Reddit, Inc. has filed a copyright infringement lawsuit against Perplexity AI in a New York federal court, accusing the San Francisco-based startup of illegally scraping and exploiting its vast database of user-generated content to train AI models without authorization. The lawsuit also names Oxylabs, SerpApi, and AWMProxy as co-defendants, alleging they assisted Perplexity in concealing its activities by “masking identities and hiding locations.”
Reddit’s Chief Legal Officer, Benjamin Lee, characterized the case as a challenge to what he described as an “industrial-scale data laundering economy,” asserting that “AI companies are locked in an arms race for quality human content.” The company claims that Perplexity’s alleged practices not only violated copyright law but also undermined the value of Reddit’s data licensing agreements with partners such as OpenAI and Google, which together contribute nearly 10% of Reddit’s annual revenue.

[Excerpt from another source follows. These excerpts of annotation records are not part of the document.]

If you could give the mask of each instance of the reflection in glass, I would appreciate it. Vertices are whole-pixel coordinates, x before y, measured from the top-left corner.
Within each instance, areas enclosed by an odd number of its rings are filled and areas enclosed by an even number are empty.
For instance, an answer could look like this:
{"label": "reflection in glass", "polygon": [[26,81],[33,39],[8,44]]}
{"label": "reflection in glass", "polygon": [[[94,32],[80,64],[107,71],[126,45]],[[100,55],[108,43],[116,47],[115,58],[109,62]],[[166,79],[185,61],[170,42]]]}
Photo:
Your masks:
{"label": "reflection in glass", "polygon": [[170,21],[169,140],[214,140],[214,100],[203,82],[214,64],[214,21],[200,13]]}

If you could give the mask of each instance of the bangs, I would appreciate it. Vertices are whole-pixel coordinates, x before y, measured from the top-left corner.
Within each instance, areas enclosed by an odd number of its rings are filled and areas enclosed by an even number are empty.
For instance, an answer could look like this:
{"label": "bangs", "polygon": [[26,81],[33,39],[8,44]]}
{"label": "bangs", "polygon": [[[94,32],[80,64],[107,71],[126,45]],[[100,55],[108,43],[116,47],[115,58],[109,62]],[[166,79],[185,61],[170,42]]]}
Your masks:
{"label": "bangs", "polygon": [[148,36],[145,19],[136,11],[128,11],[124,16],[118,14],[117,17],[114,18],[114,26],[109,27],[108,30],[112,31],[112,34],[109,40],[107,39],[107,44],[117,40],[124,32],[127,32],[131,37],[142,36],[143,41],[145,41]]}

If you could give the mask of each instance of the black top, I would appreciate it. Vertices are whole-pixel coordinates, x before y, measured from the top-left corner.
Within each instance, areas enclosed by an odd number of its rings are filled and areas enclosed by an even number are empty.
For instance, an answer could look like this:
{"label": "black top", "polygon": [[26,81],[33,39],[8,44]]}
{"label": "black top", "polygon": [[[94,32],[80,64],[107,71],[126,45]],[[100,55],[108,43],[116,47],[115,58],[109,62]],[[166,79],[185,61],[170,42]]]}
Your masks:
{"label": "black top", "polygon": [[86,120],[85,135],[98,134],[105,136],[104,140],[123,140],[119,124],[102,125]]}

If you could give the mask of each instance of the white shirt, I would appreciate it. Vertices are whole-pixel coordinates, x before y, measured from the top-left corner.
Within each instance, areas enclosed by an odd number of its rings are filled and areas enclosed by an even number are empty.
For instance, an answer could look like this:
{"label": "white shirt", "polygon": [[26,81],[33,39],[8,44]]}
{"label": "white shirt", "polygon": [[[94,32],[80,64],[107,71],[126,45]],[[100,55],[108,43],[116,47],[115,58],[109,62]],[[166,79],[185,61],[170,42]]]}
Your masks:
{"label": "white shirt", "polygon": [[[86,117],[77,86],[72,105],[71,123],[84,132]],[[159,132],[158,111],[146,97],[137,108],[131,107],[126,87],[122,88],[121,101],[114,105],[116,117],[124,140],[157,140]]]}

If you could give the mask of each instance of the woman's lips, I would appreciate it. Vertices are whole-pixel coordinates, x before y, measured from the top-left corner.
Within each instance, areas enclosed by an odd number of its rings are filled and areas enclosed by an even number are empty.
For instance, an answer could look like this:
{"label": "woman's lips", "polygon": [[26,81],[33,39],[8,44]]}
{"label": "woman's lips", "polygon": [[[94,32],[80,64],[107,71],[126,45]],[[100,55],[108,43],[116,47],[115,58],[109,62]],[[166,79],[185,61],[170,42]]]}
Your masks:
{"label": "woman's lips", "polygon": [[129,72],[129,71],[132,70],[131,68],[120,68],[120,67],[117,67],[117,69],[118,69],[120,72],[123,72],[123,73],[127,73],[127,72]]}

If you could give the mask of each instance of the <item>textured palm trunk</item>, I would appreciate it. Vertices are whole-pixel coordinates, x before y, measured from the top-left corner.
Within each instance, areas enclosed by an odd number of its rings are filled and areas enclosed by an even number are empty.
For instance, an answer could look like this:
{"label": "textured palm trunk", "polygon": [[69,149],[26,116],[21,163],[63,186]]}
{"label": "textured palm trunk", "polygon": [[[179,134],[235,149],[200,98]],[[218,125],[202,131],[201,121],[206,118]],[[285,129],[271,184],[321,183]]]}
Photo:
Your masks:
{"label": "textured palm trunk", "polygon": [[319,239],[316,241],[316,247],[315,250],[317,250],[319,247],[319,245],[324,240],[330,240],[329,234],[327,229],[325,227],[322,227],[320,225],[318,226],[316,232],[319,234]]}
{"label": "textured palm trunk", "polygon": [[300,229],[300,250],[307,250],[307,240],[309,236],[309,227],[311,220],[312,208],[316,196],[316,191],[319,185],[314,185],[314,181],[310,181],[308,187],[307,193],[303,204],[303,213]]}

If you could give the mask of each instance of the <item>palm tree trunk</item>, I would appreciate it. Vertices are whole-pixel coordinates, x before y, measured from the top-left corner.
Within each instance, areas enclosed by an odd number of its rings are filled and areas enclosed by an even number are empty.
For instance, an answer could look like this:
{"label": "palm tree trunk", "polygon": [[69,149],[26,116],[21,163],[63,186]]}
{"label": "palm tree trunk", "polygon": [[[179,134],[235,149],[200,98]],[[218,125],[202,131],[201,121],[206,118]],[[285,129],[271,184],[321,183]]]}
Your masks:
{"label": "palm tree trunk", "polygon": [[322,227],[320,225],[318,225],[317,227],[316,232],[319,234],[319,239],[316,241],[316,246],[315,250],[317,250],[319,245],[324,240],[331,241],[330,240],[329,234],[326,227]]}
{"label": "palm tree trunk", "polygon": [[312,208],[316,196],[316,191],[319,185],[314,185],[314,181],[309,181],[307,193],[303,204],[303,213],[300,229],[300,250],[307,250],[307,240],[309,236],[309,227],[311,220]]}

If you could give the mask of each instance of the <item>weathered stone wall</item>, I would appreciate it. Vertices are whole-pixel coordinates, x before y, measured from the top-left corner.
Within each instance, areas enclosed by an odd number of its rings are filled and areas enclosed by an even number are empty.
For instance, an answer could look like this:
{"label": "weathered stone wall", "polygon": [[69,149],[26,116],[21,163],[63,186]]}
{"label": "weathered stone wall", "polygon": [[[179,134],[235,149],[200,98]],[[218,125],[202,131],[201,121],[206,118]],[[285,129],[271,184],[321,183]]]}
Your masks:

Perplexity, which operates an AI-powered answer engine, has denied all allegations, labeling Reddit’s actions as “extortion.” In a statement posted on Reddit, the company said, “Bowing to strong arm tactics just isn’t how we do business,” insisting that it does not train AI models on Reddit data and therefore sees no reason to sign a licensing agreement. Perplexity maintains that its platform only summarizes and cites publicly available content, a stance that it says keeps it within legal boundaries. Similarly, SerpApi told CNBC it “strongly disagrees” with Reddit’s claims and plans to defend itself vigorously in court.
According to the complaint, Reddit’s posts have become frequently cited sources in AI-generated answers provided by Perplexity, suggesting deep integration of Reddit’s data into the company’s outputs. The lawsuit follows a similar action Reddit filed against Anthropic, reflecting the social platform’s broader campaign to safeguard its community-generated data amid rising tensions between content owners and AI developers.
As the demand for high-quality training data intensifies, this case could set an important precedent in determining how AI companies may access, use, and attribute online content — potentially reshaping the legal and ethical frameworks surrounding data ownership in the AI era.